Ottawa

His bad

The New York Times on Barack Obama’s admission.

The primary weapon for a president who really intends to clean up Washington is credibility — and that requires integrity. Mr. Obama showed that he has both of those things in abundance with his refreshingly frank admission that he “screwed up” and his assurance that he had learned from his mistake.

The Economist on whether Gordon Brown should own up to Britain’s economic troubles.

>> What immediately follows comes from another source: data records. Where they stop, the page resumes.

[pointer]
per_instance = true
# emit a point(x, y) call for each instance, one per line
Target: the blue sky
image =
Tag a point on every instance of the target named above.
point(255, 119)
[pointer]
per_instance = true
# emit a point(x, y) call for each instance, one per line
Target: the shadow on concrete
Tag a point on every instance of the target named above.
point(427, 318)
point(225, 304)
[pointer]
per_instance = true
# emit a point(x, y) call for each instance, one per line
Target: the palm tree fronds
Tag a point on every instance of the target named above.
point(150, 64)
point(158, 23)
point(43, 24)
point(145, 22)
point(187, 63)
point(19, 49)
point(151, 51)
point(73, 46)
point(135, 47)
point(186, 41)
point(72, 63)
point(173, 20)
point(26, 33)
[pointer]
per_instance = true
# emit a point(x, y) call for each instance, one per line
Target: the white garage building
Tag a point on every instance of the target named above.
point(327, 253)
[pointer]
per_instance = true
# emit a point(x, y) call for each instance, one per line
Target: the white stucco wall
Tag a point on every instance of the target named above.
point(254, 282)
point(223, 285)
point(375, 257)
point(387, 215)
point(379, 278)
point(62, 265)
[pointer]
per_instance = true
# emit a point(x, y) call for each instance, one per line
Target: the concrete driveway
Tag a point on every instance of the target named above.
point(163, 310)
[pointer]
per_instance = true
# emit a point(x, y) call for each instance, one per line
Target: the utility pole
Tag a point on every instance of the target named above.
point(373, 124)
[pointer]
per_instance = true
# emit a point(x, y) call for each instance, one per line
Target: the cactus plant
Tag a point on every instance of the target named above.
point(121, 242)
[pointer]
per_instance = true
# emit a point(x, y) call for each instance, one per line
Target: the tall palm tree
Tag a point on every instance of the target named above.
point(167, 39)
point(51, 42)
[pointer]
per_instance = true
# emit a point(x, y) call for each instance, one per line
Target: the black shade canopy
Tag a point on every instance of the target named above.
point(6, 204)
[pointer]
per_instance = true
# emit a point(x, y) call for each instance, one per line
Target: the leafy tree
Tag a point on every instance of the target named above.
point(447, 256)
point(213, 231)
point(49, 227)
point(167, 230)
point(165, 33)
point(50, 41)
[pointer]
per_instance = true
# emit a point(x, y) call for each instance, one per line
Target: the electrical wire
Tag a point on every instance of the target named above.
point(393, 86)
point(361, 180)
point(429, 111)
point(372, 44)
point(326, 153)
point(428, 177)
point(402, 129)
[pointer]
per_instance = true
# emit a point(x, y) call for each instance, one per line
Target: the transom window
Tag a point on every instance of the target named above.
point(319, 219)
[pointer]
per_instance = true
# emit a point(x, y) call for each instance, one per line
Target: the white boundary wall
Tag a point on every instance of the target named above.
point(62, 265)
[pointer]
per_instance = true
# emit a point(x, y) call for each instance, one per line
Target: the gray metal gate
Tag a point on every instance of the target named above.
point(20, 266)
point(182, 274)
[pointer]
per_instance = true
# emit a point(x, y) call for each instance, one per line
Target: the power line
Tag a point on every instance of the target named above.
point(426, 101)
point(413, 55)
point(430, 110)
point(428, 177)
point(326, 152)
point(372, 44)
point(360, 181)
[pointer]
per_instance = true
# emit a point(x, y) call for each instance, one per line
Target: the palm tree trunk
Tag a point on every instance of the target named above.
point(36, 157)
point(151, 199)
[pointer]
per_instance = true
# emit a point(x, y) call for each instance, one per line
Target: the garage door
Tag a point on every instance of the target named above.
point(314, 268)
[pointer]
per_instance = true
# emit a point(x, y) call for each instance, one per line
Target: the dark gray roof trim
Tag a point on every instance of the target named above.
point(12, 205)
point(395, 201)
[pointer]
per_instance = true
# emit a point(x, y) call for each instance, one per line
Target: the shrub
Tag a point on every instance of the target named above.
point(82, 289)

… most other politicians adhere to Benjamin Jowett’s famous dictum about apologies: never! Under duress, and in suitably lawyerly periphrases, they may, at most, express a compassionate “regret” for something inconsequential that they, or ideally someone else, did a long time ago … The explanation for this reticence is simple: self-criticism is an admirable trait in human beings but a potentially fatal one in politicians. A minister who apologises for a big policy error may be lauded for his honesty but sacrifice his credibility. Why should the public trust Mr Brown to get Britain out of its economic hole if he admits to having dug the country into it?

Apart from a sideways admission of error on Iraq during the last campaign, it’s difficult to remember an apologetic moment from Stephen Harper. As demonstrated by this magazine’s interview with him last month, he’s not much for public introspection. There is surely, as the Economist points out, some sense in that—it is probably not entirely his fault that our politics are so unreasonable.